Kafka is a powerful tool for Bigdata, which has elevated the processing speed to a near realtime level. That means tons of giga bytes of data can be processed on fly and in notime. This feature of Kafka made it as a leader in Bigdata ecosystem. Lets see “Power of Apache Kafka for Bigdata”

Apache Kafka is a popular distributed message broker for designing and handling large volumes of real-time data . A Kafka cluster has a much higher throughput compared to other message brokers . Though it is generally used as a pub/sub messaging system, a lot of organizations also use it for log aggregation because it offers persistent storage for published messages.

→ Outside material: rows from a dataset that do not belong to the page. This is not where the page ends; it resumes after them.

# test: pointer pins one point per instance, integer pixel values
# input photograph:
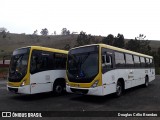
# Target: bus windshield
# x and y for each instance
(18, 64)
(82, 66)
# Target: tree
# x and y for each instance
(139, 45)
(83, 39)
(108, 40)
(65, 31)
(44, 31)
(3, 29)
(55, 33)
(119, 41)
(3, 32)
(67, 47)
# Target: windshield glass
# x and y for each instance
(83, 66)
(18, 65)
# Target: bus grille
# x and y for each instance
(79, 91)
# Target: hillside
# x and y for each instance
(13, 41)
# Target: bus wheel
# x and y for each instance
(58, 88)
(146, 84)
(119, 89)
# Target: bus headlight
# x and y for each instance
(95, 84)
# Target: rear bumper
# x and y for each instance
(23, 90)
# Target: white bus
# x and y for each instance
(100, 69)
(37, 69)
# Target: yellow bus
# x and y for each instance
(100, 69)
(36, 69)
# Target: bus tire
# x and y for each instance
(146, 84)
(119, 89)
(58, 88)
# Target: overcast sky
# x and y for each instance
(96, 17)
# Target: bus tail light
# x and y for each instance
(95, 84)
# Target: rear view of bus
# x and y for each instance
(37, 69)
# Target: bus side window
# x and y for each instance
(107, 61)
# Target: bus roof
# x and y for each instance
(117, 49)
(46, 49)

Power of Apache Kafka for BigdataKafka provides both pub-sub and queue based messaging system in a fast, reliable, persisted, fault-tolerance and zero downtime manner. In both cases, producers simply send the message to a topic and consumer can choose any one type of messaging system depending on their need.

Working of Pub-Sub Messaging

Following is the step wise workIng of the Pub-Sub Messaging –

  1. Producers send message to a topic at regular intervals.
  2. Kafka broker stores all messages in the partitions configured for that particular topic to ensure the messages are equally shared between partitions.
  3. Consumer subscribes to a specific topic.
  4. Once the consumer subscribes to a topic, Kafka will provide the current offset of the topic to the consumer and also saves the offset in the Zookeeper ensemble.
  5. Consumer will request the Kafka in a regular interval for new messages.
  6. Once Kafka receives the messages from producers, it forwards these messages to the consumers.
  7. Consumer will receive the message and process it.
  8. Once the messages are processed, consumer will send an acknowledgement to the Kafka broker.
  9. Once Kafka receives an acknowledgement, it changes the offset to the new value and updates it in the Zookeeper.
  10. This above flow will repeat until the consumer stops the request.
  11. Consumer has the option to rewind/skip to the desired offset of a topic.

 

Apache Kafka Installation

Let us continue with the following steps to install Kafka on your machine.

– Download Kafka

To install Kafka on your machine, click on the below link −

https://www.apache.org/dyn/closer.cgi?path=/kafka/0.9.0.0/kafka_2.11-0.9.0.0.tgz

– Extract the tar file

Extract the tar file using the following command −

$ cd opt/

$ tar -zxf kafka_2.11.0.9.0.0 tar.gz

$ cd kafka_2.11.0.9.0.0

– Start Server

You can start the server by giving the following command −

$ bin/kafka-server-start.sh config/server.properties

After the server starts, you would see the below response on your screen −

$ bin/kafka-server-start.sh config/server.properties

[2016-01-02 15:37:30,410] INFO KafkaConfig values:

request.timeout.ms = 30000

log.roll.hours = 168

inter.broker.protocol.version = 0.9.0.X

log.preallocate = false

security.inter.broker.protocol = PLAINTEXT

…………………………………………….

…………………………………………….

– Stop the Server

After performing all the operations, you can stop the server using the following command −

$ bin/kafka-server-stop.sh config/server.properties

Producer and consumer – Java implementation

Connecting and authenticating

To connect to Message Hub. the Kafka API uses the kafka_brokers_sasl credentials, and the user and password from the VCAP_SERVICES environment variable.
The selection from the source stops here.